Der Philosoph Alain Finkielkraut, der ursprünglich der linksliberalen
Intellektuellenszene zuzurechnen war und eine Radio-Sendung auf France
Culture (entspricht dem Sender Ö1) leitet, ist bei Weitem nicht so
virulent. Seine Klagen über den Schwund der Autorität und das mangelnde
Beharren auf dem kulturellen Vermächtnis Frankreichs im Schulunterricht
machten ihn aber zu einem Idol nationalkonservativer Kreise. In seinem
Buch "L’identité malheureuse" (Die unglückliche Identität) kritisiert
Finkielkraut eine übermäßige "Kultur der Sühne" im Umgang mit
Jugendlichen aus maghrebinischen und afrikanischen Familien. Das habe
linke Pädagogen veranlasst, zu lange die Augen vor Judenhass und
Frauenverachtung in muslimischen Jugendmilieus zu verschließen.Alle drei – Zemmour, Houellebecq und Finkielkraut – verfassten ihre
Bücher vor den dschihadistischen Morden vom Jänner in Paris. Unmittelbar
darauf kam es zu einem Aufbäumen der Zivilgesellschaft: Die vier
Millionen Demonstranten kamen damals vor allem aus der linken Mitte der
Gesellschaft und hielten den FN auf Distanz. Aber die damalige blutige
Geiselnahme in einem koscheren Supermarkt und die fast gänzliche
Auslöschung der prominentesten, linken und anti-rassistischen
Karikaturisten Frankreichs, die in der Redaktion von Charlie Hebdo
versammelt waren, wirken nach. Auch weltoffene Milieus laborieren an der
demoralisierenden Langzeitwirkung dieser Ereignisse Die Kluft gegenüber
Muslimen ist größer geworden.Zuletzt überraschte der Philosoph Michel Onfray mit FN-nahen Äußerungen.

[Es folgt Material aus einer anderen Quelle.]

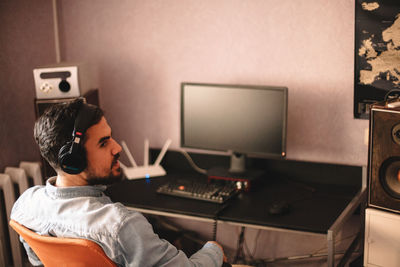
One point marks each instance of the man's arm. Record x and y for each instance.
(140, 246)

Dabei hatte der prominente Verfechter eines libertären Sozialismus
ursprünglich eine "Volksuniversität" gegründet, die dem FN
entgegenwirken sollte. Nunmehr wirft Onfray den Sozialisten nicht nur
vor, dass sie sich der "neoliberalen EU unterworfen" hätten. Onfray
nimmt auch Anstoß an den "großen Inszenierungen der Brüderlichkeit für
die aufgenommenen ausländischen Bevölkerungen". Zur gleichen Zeit würden
sich etwa "ein ruinierter Bauer, ein Langzeitarbeitsloser oder ein
verarmter Rentner fragen, was für ihn unternommen werde". Marine Le Pen
würde "zu diesem Volk sprechen", lobt Onfray.